For decades the American church operated on the assumption that it is the gatekeeper of the gospel. Most of the missionaries abroad were Americans. By God’s grace, pioneer missionaries planted multitudes of local churches in developed and developing countries and even in restricted-access countries.

While many of those early churches show evidence of their American roots, many others are breaking out of those forms to live out their Christianity in culturally relevant ways. When encouraged, some are writing their own discipleship materials and even their own worship songs. Gradually we are learning that our brothers and sisters in other parts of the world can teach us much about authentic Christianity and Great Commission work—if we are ready to learn.

History-making events

In 1999, Mark Jackson accepted the challenge to investigate and initiate a partnership between associations of independent Baptist churches. As of today, God has brought together 53 partnering associations from 14 countries, representing about 9,000 local churches. The International Partnership of Fundamental Baptist Ministries is about to make history again.

Chris Hindal, director of the IPFBM for the GARBC, announced that the first-ever IPFBM conference will be held in Bangkok, Thailand, November 4–7, 2009. In this Internet age, Baptist leaders from around the world can connect through technology, but this conference will connect them face-to-face.

Unlimited opportunities

The term “local church” too often defines the practical scope of the universal church’s ministry. While most congregations have opportunities to listen to missionary presentations and reports, few have met national believers, the fruit of our missionary labors. The IPFBM facilitates such relationships. Through this network, local churches can contact partnering groups and identify a local congregation as a sister church, mutually engaged in the global harvest.

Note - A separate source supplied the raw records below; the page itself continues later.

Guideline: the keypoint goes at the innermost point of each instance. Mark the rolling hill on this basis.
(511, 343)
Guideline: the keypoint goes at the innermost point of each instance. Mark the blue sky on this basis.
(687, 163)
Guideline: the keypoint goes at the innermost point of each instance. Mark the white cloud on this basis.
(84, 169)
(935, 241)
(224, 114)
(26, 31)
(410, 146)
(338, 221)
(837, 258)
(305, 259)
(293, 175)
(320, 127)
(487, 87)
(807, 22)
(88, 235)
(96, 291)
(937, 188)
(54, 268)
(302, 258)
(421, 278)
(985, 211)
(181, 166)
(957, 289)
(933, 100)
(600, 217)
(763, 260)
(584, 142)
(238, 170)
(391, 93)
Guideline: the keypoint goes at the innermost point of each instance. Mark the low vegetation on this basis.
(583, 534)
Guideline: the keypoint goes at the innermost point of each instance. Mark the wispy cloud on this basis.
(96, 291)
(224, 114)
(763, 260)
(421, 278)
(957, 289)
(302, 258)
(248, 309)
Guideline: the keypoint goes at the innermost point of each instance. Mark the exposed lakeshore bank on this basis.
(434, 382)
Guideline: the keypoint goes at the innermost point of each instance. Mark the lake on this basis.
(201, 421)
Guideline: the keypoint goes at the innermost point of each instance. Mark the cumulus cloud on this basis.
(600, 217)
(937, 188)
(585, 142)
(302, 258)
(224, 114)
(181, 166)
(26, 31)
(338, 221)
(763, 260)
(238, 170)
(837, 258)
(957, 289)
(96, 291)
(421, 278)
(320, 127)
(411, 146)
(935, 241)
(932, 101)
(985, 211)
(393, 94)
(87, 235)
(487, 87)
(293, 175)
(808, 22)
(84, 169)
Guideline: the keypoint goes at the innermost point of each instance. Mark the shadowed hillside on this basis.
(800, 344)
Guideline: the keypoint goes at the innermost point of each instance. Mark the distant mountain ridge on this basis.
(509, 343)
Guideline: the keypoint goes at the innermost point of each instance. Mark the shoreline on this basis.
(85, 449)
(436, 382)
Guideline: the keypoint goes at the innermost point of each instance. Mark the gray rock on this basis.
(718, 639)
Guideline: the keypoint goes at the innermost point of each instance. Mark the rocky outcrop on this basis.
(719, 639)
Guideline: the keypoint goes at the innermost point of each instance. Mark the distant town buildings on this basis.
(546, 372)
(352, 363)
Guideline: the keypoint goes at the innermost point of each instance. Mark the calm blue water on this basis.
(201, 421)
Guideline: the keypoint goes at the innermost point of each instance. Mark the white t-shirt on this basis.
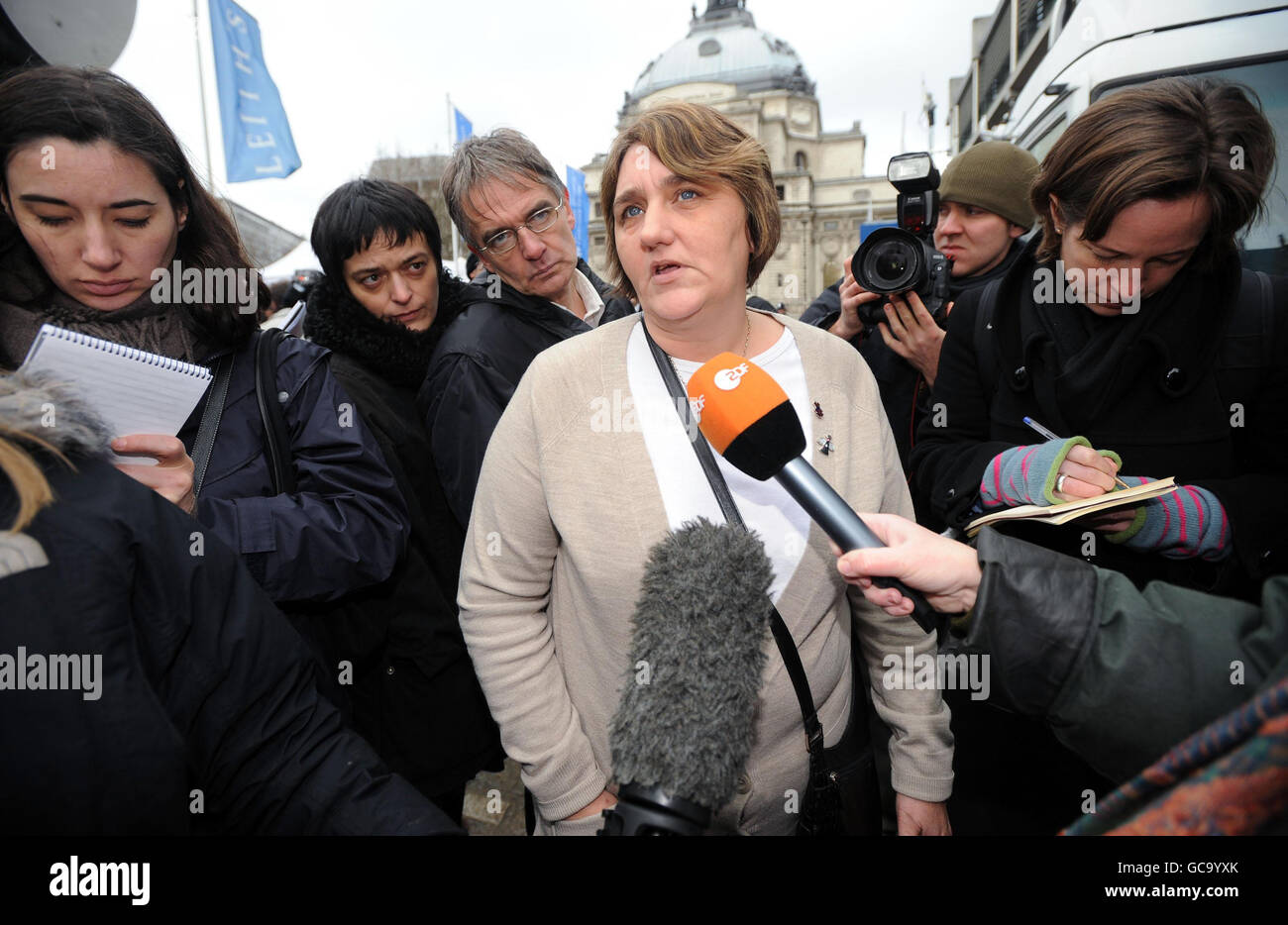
(589, 298)
(765, 506)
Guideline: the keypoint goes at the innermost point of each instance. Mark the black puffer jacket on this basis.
(415, 696)
(201, 684)
(1190, 386)
(478, 364)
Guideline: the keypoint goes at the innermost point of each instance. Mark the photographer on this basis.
(983, 210)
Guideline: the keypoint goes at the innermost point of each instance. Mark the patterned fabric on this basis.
(1228, 778)
(1028, 474)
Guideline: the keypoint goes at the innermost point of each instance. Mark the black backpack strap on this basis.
(210, 418)
(1267, 321)
(277, 438)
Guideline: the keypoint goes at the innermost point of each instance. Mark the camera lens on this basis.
(890, 265)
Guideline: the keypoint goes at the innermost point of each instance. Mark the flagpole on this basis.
(451, 146)
(201, 86)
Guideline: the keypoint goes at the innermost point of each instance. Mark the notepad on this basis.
(1072, 510)
(133, 390)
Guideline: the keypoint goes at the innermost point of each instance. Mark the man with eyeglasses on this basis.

Your church can e-mail correspondence and pictures, converse through Skype, hold a missionary committee meeting, and through a webinar invite the church leaders on the other side of the world to participate. With a webcam or similar technology, your church can invite the national pastor to speak at your missionary conference. This interaction will motivate some of your congregation to visit on-site. Your people and your ministry will never be the same.

Come to the conference

As a local church pastor of a partnering association, consider seriously the invitation to attend the conference in Bangkok. As a member of a fellowshipping church, encourage and finance the trip so your pastor is positioned to lead a world-aware congregation for the glory of God. The global aspect of the Great Commission is no longer related only to missionaries; every congregation must be “glocal,” both local and global.